Tell us a little about Nick's writing process.

Usually he wrote from research, gathering information, talking to people, writing notes. Then dialogue developed in his notes books early on and plot developed through the characters. But this play was different. He wrote the first act in 3 days straight out and it hardly changed at all. It was performed at the RSC festival with Lesley Manville as Dolores. He was then commissioned to write the second act, which took a lot longer.

What do you feel is Nick's legacy?

Wonderful plays, varied in subject, always funny.

What does Falmouth University’s Nick Darke Awards mean to you and to the people that win each year?

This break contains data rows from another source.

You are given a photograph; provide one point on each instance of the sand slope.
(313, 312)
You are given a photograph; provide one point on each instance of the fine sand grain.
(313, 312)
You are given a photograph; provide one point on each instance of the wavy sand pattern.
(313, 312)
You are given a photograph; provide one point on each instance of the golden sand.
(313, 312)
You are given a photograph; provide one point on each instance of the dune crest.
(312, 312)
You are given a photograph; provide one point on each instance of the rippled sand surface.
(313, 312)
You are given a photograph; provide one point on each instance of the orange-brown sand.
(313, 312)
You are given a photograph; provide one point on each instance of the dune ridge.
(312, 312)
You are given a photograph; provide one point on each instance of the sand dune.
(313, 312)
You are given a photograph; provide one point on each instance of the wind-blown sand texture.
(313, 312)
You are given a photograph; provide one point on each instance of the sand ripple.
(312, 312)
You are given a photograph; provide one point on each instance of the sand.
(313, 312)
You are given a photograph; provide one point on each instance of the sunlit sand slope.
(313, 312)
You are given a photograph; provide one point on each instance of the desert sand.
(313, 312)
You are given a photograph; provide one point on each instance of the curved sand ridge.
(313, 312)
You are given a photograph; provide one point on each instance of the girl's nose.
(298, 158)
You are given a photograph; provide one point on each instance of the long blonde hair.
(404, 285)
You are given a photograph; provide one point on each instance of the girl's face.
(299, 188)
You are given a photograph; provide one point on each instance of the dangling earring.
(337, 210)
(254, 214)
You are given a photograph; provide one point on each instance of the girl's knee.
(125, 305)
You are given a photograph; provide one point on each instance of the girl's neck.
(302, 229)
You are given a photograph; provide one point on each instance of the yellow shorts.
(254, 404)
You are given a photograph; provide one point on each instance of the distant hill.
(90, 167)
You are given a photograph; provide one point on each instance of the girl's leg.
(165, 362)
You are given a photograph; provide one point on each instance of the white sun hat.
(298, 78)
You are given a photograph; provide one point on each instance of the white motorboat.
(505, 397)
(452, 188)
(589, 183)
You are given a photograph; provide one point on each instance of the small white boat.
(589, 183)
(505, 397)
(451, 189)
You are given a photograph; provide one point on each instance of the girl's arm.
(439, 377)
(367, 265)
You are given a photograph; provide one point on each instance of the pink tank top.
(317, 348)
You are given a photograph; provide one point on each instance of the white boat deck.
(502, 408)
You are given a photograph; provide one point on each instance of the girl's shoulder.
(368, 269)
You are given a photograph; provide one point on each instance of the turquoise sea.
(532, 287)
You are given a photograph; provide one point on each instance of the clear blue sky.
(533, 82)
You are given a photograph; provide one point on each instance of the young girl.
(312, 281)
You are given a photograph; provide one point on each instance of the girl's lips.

Falmouth University have developed the award adding more to the pot and helping to pull in more writers. We work closely with Nick’s archive at the University and have a wonderful set of judges, all of whom knew Nick. The award leads people to Nick’s work which is important but also I love giving money to writers. The Award money helps writers to keep going, I know how difficult that can be. Writing is very hard work. Good writing is rare and needs help.

Lastly, what does this play mean to you?

It’s a very important play. My relationship with Nick was a loving one. Hank and Dolores have a few problems which we didn’t encounter in our marriage but I experienced some of them in my childhood. Nick grew up with a happy family who lived on a beach, where he had complete freedom. Hank and Dolores have everything they need but…………

The Dead Monkey is partly about fighting for time. Nick died when he was 56 so he didn’t have enough but he used what he had well. Every play was his child and I want to see them live long lives.

Jane Darke lives on the North Coast of Cornwall. This is the subject of her work as a painter, filmmaker & writer. She has a close connection to the place, particularly the littoral zone, between high and low tide. Jane was married to the playwright Nick Darke until his death in 2005. He grew up on this stretch of coast and taught her everything he had learned while they fished for lobsters and mackerel from their small boat and explored the rocky shoreline.

Falmouth University is home to the Nick Darke Award – a stage, screen and radio writing award that recognises Nick Darke’s contribution in these disciplines, with an annual prize of £6,000. This year, on the 10th anniversary of his death, Falmouth is celebrating Nick's achievements through engagement with the world in which he worked. The award will be open for submissions towards the end of 2015.